In 2006, the American press revealed that the US authorities were accessing these data illegally and clandestinely. This scandal caused an outcry throughout Europe. The justification put forward by Washington – the war on terrorism – was not sufficient to render acceptable this gross violation of the right of each citizen of the European Union to have his or her privacy protected. No fewer than four EU directives, as well as the Charter of Fundamental Rights, and even a European control authority – which brings together France’s CNIL and comparable national commissions – are supposed to see to the scrupulous respect for this democratic guarantee.
The European Commission then thought to overcome this obstacle by negotiating a draft agreement with its partner across the Atlantic to give, after the fact, a legal basis to these illegal practices. But the European Parliament, at the time, refused to endorse this text and made known the conditions which would have to be fulfilled in order to obtain its agreement. One could only applaud! That was last February 11th.
European and American negotiators had, from then on, no choice but to review their copy, promising to take into account the objections of the Strasbourg parliamentarians. A new version of the accord was signed on 28th June.
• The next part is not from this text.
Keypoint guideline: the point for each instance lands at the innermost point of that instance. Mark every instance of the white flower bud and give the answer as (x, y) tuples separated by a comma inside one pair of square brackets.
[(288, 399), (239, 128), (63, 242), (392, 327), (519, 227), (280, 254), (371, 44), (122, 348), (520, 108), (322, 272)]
Though it signaled several developments, it remained, on a number of essential questions, totally unacceptable to anyone who was attached to the idea of safeguarding public liberty, including in the context of the fight against terrorism.
For example, the principle of allowing the transmission of millions of items of data dubbed “potentially interesting” was maintained — not just data concerning some specific instance of clearly identified terrorism. Another example: the European authority charged with controlling operations was not to be a public and independent judicial authority, but rather a police agency (Europol!). Final example: the agreement did not even exclude the possibility that some of these data might be transmitted by the American authorities to repressive services of third-party countries! More generally, one searched in vain in this “compromise” for a definition, clear and acceptable to Europeans, of what might be meant by “terrorism”, and still less for any proof of the necessity of this scourge of the transmission of this mass of data – followed by its retention for five years!
Despite this, on this occasion, the majority of MEPs failed to show the same firmness demonstrated last February. In the end, all of the political groups, with the exception of the United European Left (GUE-NGL) and the Greens, fell ’wisely’ into line . This July 8th they simply transformed their fine action of last February 11th into little more than a retreat. Should things be left there and the page turned on SWIFT? I think not. I will return to this subject.